The WCT is designed to be a relatively quick analysis, which is all that should generally be required for a small business website or as an entry point to deciding if an in-depth analysis is required for a larger more complex website.

You may be wondering why you should have any interest in a WCT or how the standards and legislation it's based on affects you. Our answer is three fold:

  • If your website is difficult to navigate and quickly reach the information a customer wants or simply looks amateurish, they may not be a customer for long!

  • For certain types of disability, accessing the information on websites can be more difficult and this can be best demonstrated with visually challenged users. From slightly short sighted to black blind, there are methods that can be used to access information on websites and these can range from ensuring nothing more than the text colour is easily legible against the background through having the ability to increase the text size of the page to using a braille keyboard. There are 10 million disabled people in the UK who combined have an annual spending power in excess of £50 billion*. Can you afford not to have a slice of this market?

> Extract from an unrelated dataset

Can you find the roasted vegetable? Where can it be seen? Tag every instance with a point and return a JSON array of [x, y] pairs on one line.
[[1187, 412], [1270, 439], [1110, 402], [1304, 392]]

  • Regardless of the benefits of ensuring everyone can use your website, you have the legal obligation to ensure they can and that any sensitive personal information submitted is both securely received and stored. The Disability Discrimination Act and Data Protection Act lay out clear requirements to ensure this is the case and sadly many not so clear aspects that involve a good deal of cautious interpretation.

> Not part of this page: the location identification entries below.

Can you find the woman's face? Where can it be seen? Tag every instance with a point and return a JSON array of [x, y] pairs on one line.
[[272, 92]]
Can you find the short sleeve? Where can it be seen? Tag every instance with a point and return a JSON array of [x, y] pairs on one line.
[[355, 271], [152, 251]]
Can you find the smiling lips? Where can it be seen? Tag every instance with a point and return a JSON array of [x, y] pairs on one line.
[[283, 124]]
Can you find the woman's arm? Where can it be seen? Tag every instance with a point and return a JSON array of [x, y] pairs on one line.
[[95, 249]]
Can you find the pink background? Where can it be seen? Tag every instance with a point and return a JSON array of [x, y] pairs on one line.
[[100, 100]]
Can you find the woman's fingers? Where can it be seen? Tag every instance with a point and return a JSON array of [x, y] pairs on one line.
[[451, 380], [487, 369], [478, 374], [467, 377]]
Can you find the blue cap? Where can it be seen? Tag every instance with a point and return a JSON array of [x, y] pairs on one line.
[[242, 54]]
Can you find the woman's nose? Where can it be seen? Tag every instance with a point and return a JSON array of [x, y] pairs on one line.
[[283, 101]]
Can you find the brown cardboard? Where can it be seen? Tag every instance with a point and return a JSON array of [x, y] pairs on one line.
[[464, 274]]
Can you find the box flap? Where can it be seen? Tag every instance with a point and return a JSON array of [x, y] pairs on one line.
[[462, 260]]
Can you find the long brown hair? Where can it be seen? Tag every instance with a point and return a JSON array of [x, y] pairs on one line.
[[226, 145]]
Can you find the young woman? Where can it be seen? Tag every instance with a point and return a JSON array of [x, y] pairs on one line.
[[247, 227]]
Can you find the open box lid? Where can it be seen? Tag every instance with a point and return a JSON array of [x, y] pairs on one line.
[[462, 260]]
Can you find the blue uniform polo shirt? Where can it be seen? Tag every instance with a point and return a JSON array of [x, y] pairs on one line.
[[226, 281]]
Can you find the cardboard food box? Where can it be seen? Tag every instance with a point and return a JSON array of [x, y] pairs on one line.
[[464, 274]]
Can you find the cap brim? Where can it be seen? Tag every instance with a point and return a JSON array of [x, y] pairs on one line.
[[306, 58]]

Once your website has been analysed a short report is written, outlining the key areas that need to be looked at more closely or altered in order to comply with relevant legislation or good practice standards. This will be delivered to you in order to allow you to read through it in your own time, after which a meeting will be arranged either in person or a telephone conversation, to go through the report and answer any questions you may have.

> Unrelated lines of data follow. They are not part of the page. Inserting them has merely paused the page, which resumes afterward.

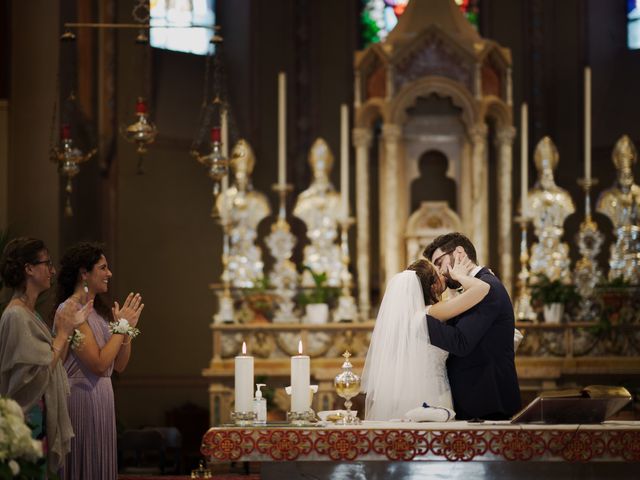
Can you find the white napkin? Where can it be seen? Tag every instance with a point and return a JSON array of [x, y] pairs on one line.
[[517, 339], [430, 414]]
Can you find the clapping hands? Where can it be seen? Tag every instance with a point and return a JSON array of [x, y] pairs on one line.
[[131, 309], [461, 266], [71, 316]]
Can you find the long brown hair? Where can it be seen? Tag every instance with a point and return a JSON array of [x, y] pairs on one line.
[[428, 276]]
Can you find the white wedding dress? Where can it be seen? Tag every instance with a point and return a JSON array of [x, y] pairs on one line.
[[403, 370]]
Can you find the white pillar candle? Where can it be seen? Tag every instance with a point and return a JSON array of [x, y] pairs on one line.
[[300, 381], [224, 138], [344, 159], [244, 381], [282, 127], [524, 157], [587, 123]]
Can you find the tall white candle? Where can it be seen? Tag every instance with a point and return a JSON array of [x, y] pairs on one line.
[[244, 381], [524, 157], [344, 159], [587, 123], [300, 381], [282, 129], [224, 138]]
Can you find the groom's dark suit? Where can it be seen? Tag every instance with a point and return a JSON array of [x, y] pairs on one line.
[[481, 366]]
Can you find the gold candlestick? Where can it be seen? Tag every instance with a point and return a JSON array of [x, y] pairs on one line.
[[347, 386]]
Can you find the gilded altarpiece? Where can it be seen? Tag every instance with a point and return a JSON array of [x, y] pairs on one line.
[[433, 51]]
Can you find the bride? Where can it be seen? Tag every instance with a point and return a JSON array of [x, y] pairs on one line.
[[402, 369]]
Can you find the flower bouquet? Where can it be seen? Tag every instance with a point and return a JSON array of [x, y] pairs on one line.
[[19, 453]]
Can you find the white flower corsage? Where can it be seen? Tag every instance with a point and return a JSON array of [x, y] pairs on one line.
[[122, 327], [76, 339]]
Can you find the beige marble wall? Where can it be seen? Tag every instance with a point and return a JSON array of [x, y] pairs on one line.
[[4, 163], [33, 186]]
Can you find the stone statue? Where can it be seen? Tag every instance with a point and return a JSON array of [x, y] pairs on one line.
[[244, 208], [319, 208], [548, 205], [621, 203]]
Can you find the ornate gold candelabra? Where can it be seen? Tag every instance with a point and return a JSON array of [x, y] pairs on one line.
[[284, 276], [347, 386], [347, 310], [523, 309], [587, 274]]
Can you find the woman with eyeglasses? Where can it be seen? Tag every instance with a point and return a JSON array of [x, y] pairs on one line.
[[31, 371], [104, 345]]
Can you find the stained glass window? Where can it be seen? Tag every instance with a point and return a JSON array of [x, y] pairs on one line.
[[380, 16], [633, 24], [196, 16]]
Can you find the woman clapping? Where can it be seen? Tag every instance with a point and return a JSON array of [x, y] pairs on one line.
[[104, 344], [31, 370]]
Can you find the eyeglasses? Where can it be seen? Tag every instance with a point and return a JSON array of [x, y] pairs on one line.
[[48, 262]]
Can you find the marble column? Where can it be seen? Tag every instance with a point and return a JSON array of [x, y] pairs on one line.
[[362, 141], [504, 143], [480, 193], [392, 240]]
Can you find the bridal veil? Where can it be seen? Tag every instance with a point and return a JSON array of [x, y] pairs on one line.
[[402, 369]]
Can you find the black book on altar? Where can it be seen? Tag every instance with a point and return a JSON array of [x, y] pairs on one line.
[[592, 404]]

What happens after this is entirely up to you. Our normal recommendation would be to provide your web developers with a copy of the report and go through it with them, highlighting the alterations you want them to make to your website. If you would prefer not to handle this stage yourself, one of our other services involves acting as project managers and is ideally suited to remove the burden from you. Occasionally if you have a large or complex website, we may recommend that you consider asking us to perform a Website Analysis Report (WAR) which is a considerably more in-depth analysis combined with suggestions for resolving problematic issues.